Рис. 44. Вывод формулы поправок парадного входа по правилам do
-исчисления
Я был очень рад поделиться с Робинсом секретами do
-исчисления и полагаю, что его поездка в Лос-Анджелес в том году сыграла ключевую роль в том, с каким энтузиазмом он воспринял каузальные диаграммы. Благодаря ему и Сандеру Гренланду эти диаграммы стали вторым языком эпидемиологов. Это объясняет, почему я так отношусь к «задаче на салфетке».Поправка парадного входа была приятным сюрпризом и означала, что do
-исчислению есть что предложить людям. Тем не менее в тот момент я еще не знал наверняка, достаточно ли всего трех правил do-исчисления. Не упустили ли мы четвертое правило, которое помогло бы нам решать задачи, неразрешимые с помощью только этих трех?В 1994 году, когда я впервые предложил общественности do
-исчисление, я выбрал эти три правила потому, что они были достаточны во всех известных мне случаях. Я не знал, выведут ли они меня как нить Ариадны из абсолютно любого лабиринта, или когда-нибудь мне попадется лабиринт такой дьявольской сложности, что выбраться из него я не смогу. Конечно, я надеялся на лучшее. Я предполагал, что в тех случаях, когда каузальное воздействие вообще возможно оценить по данному набору данных, последовательность шагов, использующих эти три правила, позволит сократить do-оператор. Но я не в состоянии был это доказать.У такого типа задач есть множество предшественников в математике и логике. Это свойство в математической логике обычно называют функциональной полнотой. У обладающей полнотой системы аксиом есть следующее свойство: этих аксиом достаточно для выведения любого истинного утверждения данного языка. Некоторые очень хорошие системы аксиом тем не менее не обладают функциональной полнотой: таковы, например, аксиомы Филипа Давида, описывающие условную независимость в теории вероятности.

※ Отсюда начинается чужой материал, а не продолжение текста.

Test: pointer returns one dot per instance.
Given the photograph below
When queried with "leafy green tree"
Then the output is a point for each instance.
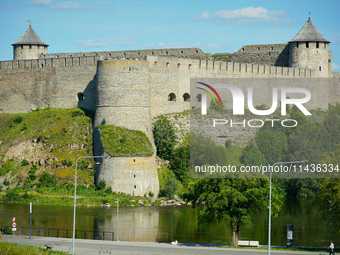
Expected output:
(272, 144)
(164, 137)
(181, 160)
(252, 156)
(329, 192)
(232, 200)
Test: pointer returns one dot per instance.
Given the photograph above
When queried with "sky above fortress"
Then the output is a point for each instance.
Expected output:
(213, 26)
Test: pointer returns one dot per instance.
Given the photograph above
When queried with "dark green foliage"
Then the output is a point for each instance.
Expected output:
(108, 190)
(171, 185)
(46, 180)
(18, 119)
(232, 200)
(24, 162)
(24, 127)
(180, 161)
(164, 137)
(77, 113)
(67, 162)
(101, 185)
(252, 156)
(12, 195)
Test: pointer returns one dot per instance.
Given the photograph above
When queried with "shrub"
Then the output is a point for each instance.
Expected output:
(18, 119)
(101, 185)
(24, 162)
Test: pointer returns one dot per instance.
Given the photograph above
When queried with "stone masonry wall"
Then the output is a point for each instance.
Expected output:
(266, 54)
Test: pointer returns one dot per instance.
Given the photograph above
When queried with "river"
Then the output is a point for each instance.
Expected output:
(166, 224)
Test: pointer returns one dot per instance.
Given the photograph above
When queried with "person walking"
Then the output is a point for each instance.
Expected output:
(331, 248)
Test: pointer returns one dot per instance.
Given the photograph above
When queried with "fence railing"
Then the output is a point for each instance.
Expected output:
(55, 232)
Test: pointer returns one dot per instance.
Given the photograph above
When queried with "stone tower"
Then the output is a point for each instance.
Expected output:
(29, 46)
(309, 50)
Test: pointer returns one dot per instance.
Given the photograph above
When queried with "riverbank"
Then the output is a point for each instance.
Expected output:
(92, 247)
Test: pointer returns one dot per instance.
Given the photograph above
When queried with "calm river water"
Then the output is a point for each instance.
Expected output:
(166, 224)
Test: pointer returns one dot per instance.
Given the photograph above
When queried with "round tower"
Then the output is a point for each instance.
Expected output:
(309, 50)
(29, 46)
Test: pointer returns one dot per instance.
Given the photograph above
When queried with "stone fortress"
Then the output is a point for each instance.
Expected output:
(129, 93)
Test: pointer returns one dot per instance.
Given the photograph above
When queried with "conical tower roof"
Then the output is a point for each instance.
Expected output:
(30, 37)
(309, 33)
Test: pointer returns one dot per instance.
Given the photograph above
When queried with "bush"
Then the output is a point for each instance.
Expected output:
(164, 136)
(47, 180)
(24, 163)
(101, 185)
(11, 195)
(18, 119)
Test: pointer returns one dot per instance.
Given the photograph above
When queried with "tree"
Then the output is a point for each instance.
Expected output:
(232, 200)
(252, 156)
(164, 137)
(181, 160)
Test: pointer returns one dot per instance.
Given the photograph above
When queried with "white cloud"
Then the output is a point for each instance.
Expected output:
(40, 2)
(247, 15)
(335, 67)
(68, 6)
(106, 42)
(205, 15)
(137, 3)
(103, 3)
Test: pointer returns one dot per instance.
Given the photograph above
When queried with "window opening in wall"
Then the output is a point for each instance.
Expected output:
(80, 96)
(172, 97)
(199, 98)
(186, 97)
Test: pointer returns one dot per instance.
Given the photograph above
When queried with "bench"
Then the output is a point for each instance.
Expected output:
(249, 243)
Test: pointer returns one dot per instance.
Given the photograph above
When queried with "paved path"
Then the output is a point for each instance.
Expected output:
(94, 247)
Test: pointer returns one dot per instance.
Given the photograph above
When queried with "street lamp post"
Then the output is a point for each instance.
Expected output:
(270, 195)
(75, 198)
(117, 202)
(330, 221)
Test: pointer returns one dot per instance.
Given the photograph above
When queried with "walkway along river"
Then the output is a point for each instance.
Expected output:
(166, 224)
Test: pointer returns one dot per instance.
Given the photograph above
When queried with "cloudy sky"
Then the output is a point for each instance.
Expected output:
(214, 26)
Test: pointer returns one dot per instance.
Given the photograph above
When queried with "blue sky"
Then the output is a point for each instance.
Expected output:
(214, 26)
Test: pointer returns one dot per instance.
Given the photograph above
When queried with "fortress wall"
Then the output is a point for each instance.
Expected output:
(176, 52)
(266, 54)
(28, 84)
(172, 76)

В этом современном мифе о лабиринте роль Ариадны для моего блуждающего Тезея сыграли две группы исследователей: Имин Хуан и Марко Вальторта из Университета Южной Каролины, а также мой собственный студент Илья Шпицер из Калифорнийского университета в Лос-Анджелесе. Обе группы одновременно и независимо доказали, что правил 1–3 достаточно, для того чтобы выбраться из любого лабиринта, из которого в принципе есть выход. Я не уверен в том, что весь мир, затаив дыхание, ждал доказательства функциональной полноты этих аксиом, потому что большинству исследователей в то время хватало просто критериев черного хода и парадного входа. Тем не менее обе команды получили награды в номинации лучших студенческих работ на конференции «Неопределенность в искусственном интеллекте», проходившей в 2006 году.
Однако признаюсь, что я как раз ждал этого решения, затаив дыхание. Оно сообщает нам, что если мы не в состоянии найти способ оценить вероятность P
(Y | do (X)) с помощью правил 1–3, то решения не существует. В этом случае мы знаем, что без рандомизированного контролируемого исследования не обойтись. Оно также говорит нам, какие дополнительные допущения или эксперименты нужны для того, чтобы каузальное воздействие стало возможно оценить.